When President Donald Trump was hospitalized with COVID-19, he had access to healthcare that is not available for the vast majority of Americans, and he knows it.
After being released from the hospital, Trump insinuated through a series of statements that his free healthcare, paid for by taxpayer dollars, allowed for better care. He said, “It’s good to be president, I guess… Now, I have such great access to medicine… so many great doctors. So, it’s a lot easier for me than somebody that doesn’t have access to a doctor so easily, where it’s a big deal to see a doctor…”
Trump not only acknowledged that the treatment he received — which was paid for by taxpayer dollars — was of a higher level of care than given to the average American, but he also accidentally endorsed the need for universal healthcare.
It has been estimated that Trump’s COVID treatment cost the government 60,000 dollars of taxpayer money, a price that might significantly impact any other citizen who would have to pay this medical bill, even with insurance. We all know the heartwarming videos of COVID-19 patients finally leaving the hospital, sometimes after months of care, or of a cancer patient who finally went into remission. What is not so heartwarming is the large medical bills that will haunt them for years to come.

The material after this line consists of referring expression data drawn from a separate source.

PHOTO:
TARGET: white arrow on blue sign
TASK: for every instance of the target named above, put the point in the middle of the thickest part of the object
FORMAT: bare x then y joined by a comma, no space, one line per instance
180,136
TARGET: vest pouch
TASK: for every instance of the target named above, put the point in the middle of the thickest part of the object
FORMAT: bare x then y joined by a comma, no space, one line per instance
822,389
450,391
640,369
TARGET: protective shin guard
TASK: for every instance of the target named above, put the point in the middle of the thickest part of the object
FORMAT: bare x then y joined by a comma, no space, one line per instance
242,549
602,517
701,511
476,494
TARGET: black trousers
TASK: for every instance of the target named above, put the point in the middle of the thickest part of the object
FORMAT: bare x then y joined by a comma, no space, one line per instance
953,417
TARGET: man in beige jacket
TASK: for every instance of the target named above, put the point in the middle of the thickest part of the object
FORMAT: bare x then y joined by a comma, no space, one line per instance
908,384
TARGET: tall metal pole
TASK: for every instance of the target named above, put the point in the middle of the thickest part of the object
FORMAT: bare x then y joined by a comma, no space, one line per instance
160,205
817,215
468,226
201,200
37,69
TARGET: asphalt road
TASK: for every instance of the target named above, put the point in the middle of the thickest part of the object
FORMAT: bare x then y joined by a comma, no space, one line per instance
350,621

While the president may be entitled to the benefits of a universal healthcare system, the country in which he governs is not. The concept of universal healthcare, as described by the World Health Organization, is “ensuring that all people have access to needed health services (including prevention, promotion, treatment, rehabilitation and palliation) of sufficient quality to be effective while also ensuring that the use of these services does not expose the user the financial hardship,” has become highly politicized within the U.S., particularly when compared to other countries that have already introduced it into their systems. However, especially during a global pandemic, many are realizing that universal healthcare is not something that should be debated within the chambers of Congress. It should ultimately be a human right.

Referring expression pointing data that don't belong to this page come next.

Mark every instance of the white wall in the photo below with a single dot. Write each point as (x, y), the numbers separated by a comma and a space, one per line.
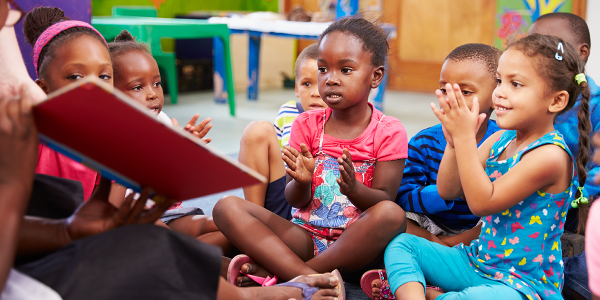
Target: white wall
(593, 20)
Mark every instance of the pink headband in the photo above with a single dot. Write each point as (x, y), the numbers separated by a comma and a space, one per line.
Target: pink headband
(53, 31)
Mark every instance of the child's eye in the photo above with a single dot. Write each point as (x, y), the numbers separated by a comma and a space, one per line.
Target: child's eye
(74, 77)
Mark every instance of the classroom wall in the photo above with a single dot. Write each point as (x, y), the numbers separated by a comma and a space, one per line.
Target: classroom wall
(593, 65)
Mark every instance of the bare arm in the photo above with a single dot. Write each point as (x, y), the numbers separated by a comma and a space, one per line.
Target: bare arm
(386, 181)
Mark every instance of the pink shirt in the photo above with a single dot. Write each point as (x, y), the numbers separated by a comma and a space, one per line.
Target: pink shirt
(383, 141)
(592, 248)
(53, 163)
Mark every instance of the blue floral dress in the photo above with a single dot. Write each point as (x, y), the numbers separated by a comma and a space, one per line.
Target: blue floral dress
(521, 246)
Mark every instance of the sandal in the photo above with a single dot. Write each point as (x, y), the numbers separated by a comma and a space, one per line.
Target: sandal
(384, 290)
(235, 270)
(309, 291)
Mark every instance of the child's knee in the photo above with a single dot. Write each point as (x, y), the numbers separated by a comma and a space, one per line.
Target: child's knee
(390, 214)
(227, 206)
(257, 132)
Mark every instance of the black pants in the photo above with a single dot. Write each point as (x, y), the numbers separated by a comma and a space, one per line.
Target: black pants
(133, 262)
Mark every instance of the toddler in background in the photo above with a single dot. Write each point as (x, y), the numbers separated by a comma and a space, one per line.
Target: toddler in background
(473, 68)
(137, 75)
(262, 142)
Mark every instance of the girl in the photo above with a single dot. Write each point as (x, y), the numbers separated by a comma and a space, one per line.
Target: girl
(521, 180)
(71, 50)
(341, 218)
(136, 74)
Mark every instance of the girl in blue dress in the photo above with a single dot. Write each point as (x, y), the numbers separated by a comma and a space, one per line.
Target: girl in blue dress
(521, 181)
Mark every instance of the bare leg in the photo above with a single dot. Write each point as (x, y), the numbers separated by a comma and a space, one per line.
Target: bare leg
(259, 150)
(202, 228)
(364, 241)
(276, 244)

According to the U.S. Census, as of 2018, 8.5 percent of people are uninsured, meaning that 27.5 million people do not have access to sufficient medical care without extreme medical bills. This does not take into account the many people who are underinsured and are constantly screwed over by private healthcare providers. Universal healthcare would allow everyone access to the quality care they deserve, while simultaneously reconfiguring a system that does not provide care in a cost-effective way, without overcharging both hospitals and patients. The system we have now does not care about anything but the profit of large businesses and corporations.
The most popular proposal of universal healthcare is Bernie Sander’s proposal for Medicare for All. It is one of the more in-depth proposals we have seen for a universal healthcare system in the United States; it aims to cover every medical need for U.S. residents and undocumented people within the country. Sanders’ plan would not change the current infrastructure of doctors, hospitals and other health care providers; instead, it would nationalize the health insurance industry.

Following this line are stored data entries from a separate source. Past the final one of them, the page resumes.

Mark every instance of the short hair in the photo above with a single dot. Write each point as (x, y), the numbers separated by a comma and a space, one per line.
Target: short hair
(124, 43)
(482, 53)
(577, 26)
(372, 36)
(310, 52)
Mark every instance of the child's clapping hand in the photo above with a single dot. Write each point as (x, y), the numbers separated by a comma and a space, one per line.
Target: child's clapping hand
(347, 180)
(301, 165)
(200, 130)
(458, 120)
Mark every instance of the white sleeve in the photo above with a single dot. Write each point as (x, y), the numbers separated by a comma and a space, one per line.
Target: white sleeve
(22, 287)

Sanders also directly challenges the idea that Medicare for All would be an extremely expensive endeavor, stating, “In 2015, the United States spent almost $10,000 per person for health care; the Canadians, Germans, French and British spent less than half of that, while guaranteeing health care to everyone.”
Right now, the United States is the leading example of what happens when adequate healthcare is neither accessible or affordable. The system we are living in allows turns people into collateral damage for the insurance industry’s quest to make a quick buck. Free healthcare should not only be accessible to the president of the United States; it should be accessible to everyone.